Orson Scott Card
Pop culture can be as forbidding as it is inviting, particularly in areas that invite geeky obsession: The more devotion a genre or series or subculture inspires, the easier it is for the uninitiated to feel like they’re on the outside looking in. But geeks aren’t born; they’re made. And sometimes it only takes the right starting point to bring newbies into various intimidatingly vast obsessions. Gateways To Geekery is our regular attempt to help those who want to be enthralled, but aren’t sure where to start. Want advice? Suggest future Gateways To Geekery topics by emailing [email protected].
Geek obsession: Orson Scott Card
Why it’s daunting: Orson Scott Card is the kind of author who always has several plates spinning at a time. He writes several ongoing series and currently has six forthcoming novels in progress, with a few others proposed or otherwise planned. Since he began writing in the late 1970s, Card has published more than 50 novels, and just as many short stories, from fantasy, science fiction, and speculative fiction to novels with a more religious focus, and even a considerable amount of non-fiction. Card’s work is also inconsistently aimed at different audiences, sometimes even within the same series. His two most notable series went through a progression from young-adult science fiction to more mature philosophical and morality tales, then back around to more truncated young-adult literature focused on filling in previous narrative gaps.
Card often tells stories about young people forced to take on great responsibility due to a lack of capable adults. He’s repeatedly returned to the theme, in a wide array of genres, over the course of his career. Its roots can be traced to his Mormon faith, which emphasizes missionary work for its male members at a young age, and has an average first-marriage age well below the national average. Though most of his work isn’t overtly religious in nature, elements of his personal beliefs seep into almost every one of his books, which has given him a reputation as a bigot, or at the least as preachy—elements that have kept some prospective readers at a distance.

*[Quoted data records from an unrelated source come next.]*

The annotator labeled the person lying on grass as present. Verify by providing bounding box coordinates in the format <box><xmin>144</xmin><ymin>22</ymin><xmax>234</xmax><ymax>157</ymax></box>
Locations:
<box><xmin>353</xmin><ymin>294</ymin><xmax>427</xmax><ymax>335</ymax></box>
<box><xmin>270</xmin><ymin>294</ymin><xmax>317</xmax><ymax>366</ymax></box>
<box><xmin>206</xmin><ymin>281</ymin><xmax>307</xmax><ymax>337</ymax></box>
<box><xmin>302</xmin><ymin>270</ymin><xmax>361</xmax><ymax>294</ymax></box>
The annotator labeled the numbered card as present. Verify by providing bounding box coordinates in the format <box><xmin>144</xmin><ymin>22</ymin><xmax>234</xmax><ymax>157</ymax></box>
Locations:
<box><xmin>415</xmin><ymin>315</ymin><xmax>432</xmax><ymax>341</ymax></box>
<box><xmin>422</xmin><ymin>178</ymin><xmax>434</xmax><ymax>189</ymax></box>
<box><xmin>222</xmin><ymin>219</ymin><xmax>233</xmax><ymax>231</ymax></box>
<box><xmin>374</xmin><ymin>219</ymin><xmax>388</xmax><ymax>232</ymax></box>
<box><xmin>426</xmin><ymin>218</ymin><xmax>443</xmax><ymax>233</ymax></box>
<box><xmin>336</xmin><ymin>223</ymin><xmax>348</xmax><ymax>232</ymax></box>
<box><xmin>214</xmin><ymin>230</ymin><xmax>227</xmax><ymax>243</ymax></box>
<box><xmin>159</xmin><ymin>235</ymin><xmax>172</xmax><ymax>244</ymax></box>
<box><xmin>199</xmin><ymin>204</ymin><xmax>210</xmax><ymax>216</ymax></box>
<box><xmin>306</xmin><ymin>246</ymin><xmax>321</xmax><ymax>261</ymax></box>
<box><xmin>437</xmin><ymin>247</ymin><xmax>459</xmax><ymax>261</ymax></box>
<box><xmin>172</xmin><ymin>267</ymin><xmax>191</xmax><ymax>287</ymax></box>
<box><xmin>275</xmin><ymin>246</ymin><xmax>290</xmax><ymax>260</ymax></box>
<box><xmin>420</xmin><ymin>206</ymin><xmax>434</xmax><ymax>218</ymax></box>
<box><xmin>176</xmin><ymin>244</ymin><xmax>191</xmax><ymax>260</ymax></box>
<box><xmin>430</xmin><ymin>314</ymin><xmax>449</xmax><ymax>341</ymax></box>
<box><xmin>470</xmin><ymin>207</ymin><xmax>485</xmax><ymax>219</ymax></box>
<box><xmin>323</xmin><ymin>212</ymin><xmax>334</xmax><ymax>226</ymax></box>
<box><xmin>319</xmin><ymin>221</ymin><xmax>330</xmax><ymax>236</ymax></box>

Possible gateway: Ender’s Game
The 1985 Hugo and Nebula award-winning novel Ender’s Game is unquestionably the best place to start reading Card. The novel synthesizes the themes Card developed in numerous later novels into a fast-paced, thrilling science-fiction story of mankind’s sacrifices to ensure its own survival. The novel begins on Earth with a focus on the three monstrously gifted children of the Wiggin family: Peter, a violent psychopath who tortures small animals, Valentine, the fiercely empathic peacekeeper, and Ender, the youngest, a military genius with an almost crippling conscience. In Card’s future, humans are engaged in a war with an insectoid alien race called Formics. Each third child of Earth families belongs to the state, and Ender moves to the space station Battle School at a young age, where he joins the ranks of children bred to potentially lead the armies of Earth against the alien threat. The novel weaves together a geopolitical power struggle, the influence of political columnists, military justice, and the emotional cost of war into a science-fiction backdrop with notable action setpieces keeping the pace. Card has spent nearly the past 30 years expanding and refocusing the thematic Rubik’s cube of Ender’s Game in subsequent entries in the series, but he never distilled the dread of children presiding over a war while hanging from adults’ puppet strings in the same way he did here.